Wednesday, 8 October 2014

Student Life Renderings

This was one of my favorite projects in terms of renderings. The project was a commercial building. I named it "Wind Chimes" as I proposed a large wind chime dangling in the main atrium. These are images of the front elevation. I really enjoyed exploring the camera angles. These two came out the way I wanted. The softwares used were 3D Studio Max and Photoshop.


I tried to explore some waxy form, inspired by some of Gaudi's work. Not that I even came close to the level of a single volume of his designs, I still tried to liquify then freeze the form, molding it like soft clay, translating it into a glass facade,  diverting from practicality, and proposing warped glass segments.

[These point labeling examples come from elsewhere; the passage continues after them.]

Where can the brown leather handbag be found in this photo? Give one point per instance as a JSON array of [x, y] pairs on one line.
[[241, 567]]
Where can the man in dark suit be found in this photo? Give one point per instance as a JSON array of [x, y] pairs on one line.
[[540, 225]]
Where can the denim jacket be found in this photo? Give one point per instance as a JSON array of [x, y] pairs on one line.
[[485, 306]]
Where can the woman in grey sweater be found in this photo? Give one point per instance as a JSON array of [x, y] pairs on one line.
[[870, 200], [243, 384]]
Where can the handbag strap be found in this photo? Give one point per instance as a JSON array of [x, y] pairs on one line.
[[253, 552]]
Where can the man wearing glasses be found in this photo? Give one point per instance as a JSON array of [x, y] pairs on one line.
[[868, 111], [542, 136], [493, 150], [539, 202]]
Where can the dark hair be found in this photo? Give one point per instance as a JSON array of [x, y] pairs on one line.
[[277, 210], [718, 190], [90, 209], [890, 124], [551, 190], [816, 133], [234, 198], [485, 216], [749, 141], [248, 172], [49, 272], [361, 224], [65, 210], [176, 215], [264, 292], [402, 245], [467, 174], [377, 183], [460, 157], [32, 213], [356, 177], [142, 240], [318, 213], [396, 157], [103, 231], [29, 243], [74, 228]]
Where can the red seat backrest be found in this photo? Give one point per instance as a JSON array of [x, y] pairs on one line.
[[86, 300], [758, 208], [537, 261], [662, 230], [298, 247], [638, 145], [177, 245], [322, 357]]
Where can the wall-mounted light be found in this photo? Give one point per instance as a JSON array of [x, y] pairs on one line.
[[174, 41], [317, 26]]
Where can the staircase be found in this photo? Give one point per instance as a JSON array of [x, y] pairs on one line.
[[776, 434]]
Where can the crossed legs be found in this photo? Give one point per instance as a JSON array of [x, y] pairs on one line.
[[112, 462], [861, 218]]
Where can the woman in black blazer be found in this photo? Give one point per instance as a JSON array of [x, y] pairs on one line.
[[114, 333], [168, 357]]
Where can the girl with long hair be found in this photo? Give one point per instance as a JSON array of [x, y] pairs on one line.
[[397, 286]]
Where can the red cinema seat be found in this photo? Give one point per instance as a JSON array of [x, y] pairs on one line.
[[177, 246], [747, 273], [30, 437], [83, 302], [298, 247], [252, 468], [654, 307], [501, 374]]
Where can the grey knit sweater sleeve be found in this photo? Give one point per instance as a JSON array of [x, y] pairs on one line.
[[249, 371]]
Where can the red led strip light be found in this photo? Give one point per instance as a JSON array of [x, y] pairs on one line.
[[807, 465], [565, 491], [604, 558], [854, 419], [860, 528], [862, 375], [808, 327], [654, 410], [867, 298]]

I think this camera angle gave a pretty bold look to the volumes, and an illusion of extra height.

Saturday, 4 October 2014

Let It Crumble...


Architecture is an index of society. We can gauge when a society reached its pinnacle and when it declined by studying architecture. Studying buildings, gives an in depth review of the mindset of people of an era. It tells what is valuable for them.
For a research project, I visited Noor Jahan’s Tomb complex frequently last year. I was required to document the structure in photographs. While photographing, I went through a four dimensional experience, that is hard to express in words. One prime dimension was the architectural appreciation of the structure, of course, but that is just a fraction of what my mind was going through.

Restored Elevation
A brief history of this old monument might be helpful here; the tomb was constructed on orders of Mughal Queen, Noor Jahan in her life. She died in 1645 and was buried here. The tomb was surrounded by a beautifully manicured garden. The tomb complex, that also includes Emperor Jahangir’s tomb, suffered at the collapse of Mughal Empire, when it was looted by Sikh invaders. It suffered further damage when used as a residence, first for the French officer to the Sikh ruler, Ranjit Singh and later by Sultan Muhammad Khan. Under British rule, the gardens suffered badly when a railway track was built by cutting Noor Jahan’s tomb from the rest of the garden.

 
Main Entrance




The question that irked my mind was of the motivation behind construction of such a personalized monument. Was the public at that time leading an ideal life? Were there no public issues to be taken care of? Was this the only best way to spend public money? What does the complex symbolize? Power of a single family? This bitterness in thoughts just boils when I compare these structures to not very different structures of today’s elite. Today’s palaces of the ruling elite can be directly traced back to these historic monuments of personalized glory. They have a quite traceable lineage to them and speak volumes of the ruling elites’ nonexistent concern for public interest. We have inherited all this, and are least concerned to change it. People of that era had left the rule in one family’s hands, thinking that the throne was a birth right of that family. Situation is not very different even today.

Roof Top
 Trying to trace any public interest through architecture of that era, we come across a very few buildings, if any, that were directly intended for public use. We have ruins of palaces, remains of forts, tombs and mausoleums that were constructed to glorify individuals. Even the masjids were dedicated to the royals. Tombs and mausoleums were constructed to lay homage and respect to the favorites of the royals only.

Now, the point is, everyone loves his or her family, friends and pets. It is innate human nature to develop strong bonds, fall in love, grow profound fondness, affection, gratitude and a multitude of positive emotions. But that simply does not justify absurd amounts of public money being invested in building monumental structures just to satisfy a single person’s emotions, and that too by the sheer pressure of power.


Noor Jahan’s tomb was designed to create a sad aura. The aura still prevails. These famous Persian verses have rather turned into a curse.

For me, monumental structures built by public money, to express personal glory or grief are far shorter in stature than a mud house built by hand to settle one’s family and give them shelter.
If the tomb crumbles today under its own weight, let it crumble. It will not make much difference to the lives of people in general. It never really mattered anyway. Sabotage and collapse of a comparatively newer Zyarat Residence, far superior in importance didn’t even spark any suitable reaction. The homeless drug addicts dwelling in and around the dingy complex will find another shelter. In a country, where food and clean water don’t make their way to the priority list, conservation is an alien term. The railway line that crosses the garden, has served the public more than these tombs.